I haven't watched much of DS9. I see Burnham's crimes as what they are without comparison.
And without context, apparently. There's quite a bit of nuance to Burnham's actions and the circumstances that led up to them. In all fairness, we can neither wholly condone or excuse the former,
nor can we entirely condemn or blame her for them in light of the latter, nor place sole responsibility on her in creating those. She is neither a hapless innocent victim of random chance,
nor is she some malevolent irredeemable who deserves to be locked up for the rest of her life.
Burnham did draw first blood. But only after Rejac attacked her first. But only after she trespassed on their ship. But only after
they trespassed in Federation territory and tampered with Federation property. They were looking for a fight. Burnham wanted to give them one. Would it have put a stop to everything right then and there, or would it only have proved T'Kuvma's point and put the lie to Federation claims of coming in peace and never firing first? Would the war never have started, or would it merely have started somewhat differently? Would this have been a better outcome, or a worse one?

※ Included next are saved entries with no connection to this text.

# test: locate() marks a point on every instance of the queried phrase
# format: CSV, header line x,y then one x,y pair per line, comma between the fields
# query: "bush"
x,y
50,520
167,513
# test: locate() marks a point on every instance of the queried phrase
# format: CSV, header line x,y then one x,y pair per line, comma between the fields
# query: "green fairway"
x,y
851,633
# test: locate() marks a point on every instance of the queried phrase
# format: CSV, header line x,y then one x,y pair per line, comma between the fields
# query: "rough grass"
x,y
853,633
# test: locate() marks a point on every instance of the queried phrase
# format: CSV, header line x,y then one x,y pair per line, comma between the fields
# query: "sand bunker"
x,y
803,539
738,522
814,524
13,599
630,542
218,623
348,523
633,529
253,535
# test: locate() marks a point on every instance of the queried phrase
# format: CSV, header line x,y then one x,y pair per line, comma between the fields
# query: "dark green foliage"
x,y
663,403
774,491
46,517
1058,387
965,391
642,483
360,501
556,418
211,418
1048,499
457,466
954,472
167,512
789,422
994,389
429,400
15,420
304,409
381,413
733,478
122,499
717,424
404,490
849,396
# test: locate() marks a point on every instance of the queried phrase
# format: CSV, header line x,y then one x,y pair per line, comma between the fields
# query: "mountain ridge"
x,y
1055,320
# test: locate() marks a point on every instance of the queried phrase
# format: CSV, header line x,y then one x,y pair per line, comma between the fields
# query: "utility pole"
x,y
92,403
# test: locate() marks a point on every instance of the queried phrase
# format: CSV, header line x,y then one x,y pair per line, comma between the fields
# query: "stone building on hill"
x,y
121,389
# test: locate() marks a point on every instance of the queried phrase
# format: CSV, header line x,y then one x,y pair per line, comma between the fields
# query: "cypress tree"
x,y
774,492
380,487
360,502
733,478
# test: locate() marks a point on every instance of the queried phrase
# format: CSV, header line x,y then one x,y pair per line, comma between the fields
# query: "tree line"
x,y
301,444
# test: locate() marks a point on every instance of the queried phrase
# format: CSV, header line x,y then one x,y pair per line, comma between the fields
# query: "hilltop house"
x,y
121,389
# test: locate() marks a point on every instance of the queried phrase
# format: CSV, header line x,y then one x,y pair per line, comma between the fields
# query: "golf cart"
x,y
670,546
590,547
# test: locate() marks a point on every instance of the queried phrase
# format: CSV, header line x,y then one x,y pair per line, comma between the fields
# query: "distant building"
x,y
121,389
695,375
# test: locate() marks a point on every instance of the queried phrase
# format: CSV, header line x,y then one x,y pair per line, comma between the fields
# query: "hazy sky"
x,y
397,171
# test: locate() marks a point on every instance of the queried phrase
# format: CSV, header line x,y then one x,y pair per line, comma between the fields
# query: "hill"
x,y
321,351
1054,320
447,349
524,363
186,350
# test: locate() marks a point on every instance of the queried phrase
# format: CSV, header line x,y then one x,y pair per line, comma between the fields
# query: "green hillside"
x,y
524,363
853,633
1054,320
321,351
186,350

Burnham assaulted her captain and disobeyed her orders, but she believed in doing so that she was saving Georgiou's life and everyone else's. She insisted she was acting logically, but she was clearly emotional. She made a deliberate decision that she thought was rational, but her thinking was clouded by injury and illness of both body and mind. She claimed she was only responding to the situation at hand, yet she was experiencing flashbacks of past trauma. She had also suffered a concussion, and radiation poisoning that started her very DNA unspooling like noodles. Yet she did seem to have received further treatment for at least the latter before her mutiny.
Burnham's plan was specifically to take T'Kuvma alive, and she emphasized the importance of this, yet she ended up intentionally killing him. But only because he was in the act of killing Georgiou. But Georgiou was already dead when she pulled the trigger. But she
couldn't see that from where she was standing, and Saru hadn't confirmed it to her yet, so for all she knew
in the moment she fired, Georgiou could still be saved and needed saving. Deadly force met with deadly force, in defense of another. But she had previously expressed some degree of prejudice against Klingons as well. Yet this prejudice was proven to be not entirely unjustified.
She considered herself guilty and offered no defense. Yet there were clearly mitigating factors. She was duly convicted, but her sentence was absurdly harsh to the point of injustice. She fully accepted and intended to serve out that sentence, but Lorca forced her to serve on
Discovery. Irrespective of whether it was
truly his only motivation or not, was he not right that allowing her the indulgence of safely wallowing in self-pity and recrimination while the war she failed to prevent raged on—instead of making use of her talents to aid in
resolving it—would be nothing but a further waste? Could any punishment equal the loss and guilt she has already experienced? Is punishment even what
true justice really calls for?
This is about as far from black and white, cut and dried, good versus evil, as one can get. And it's so much the better for it.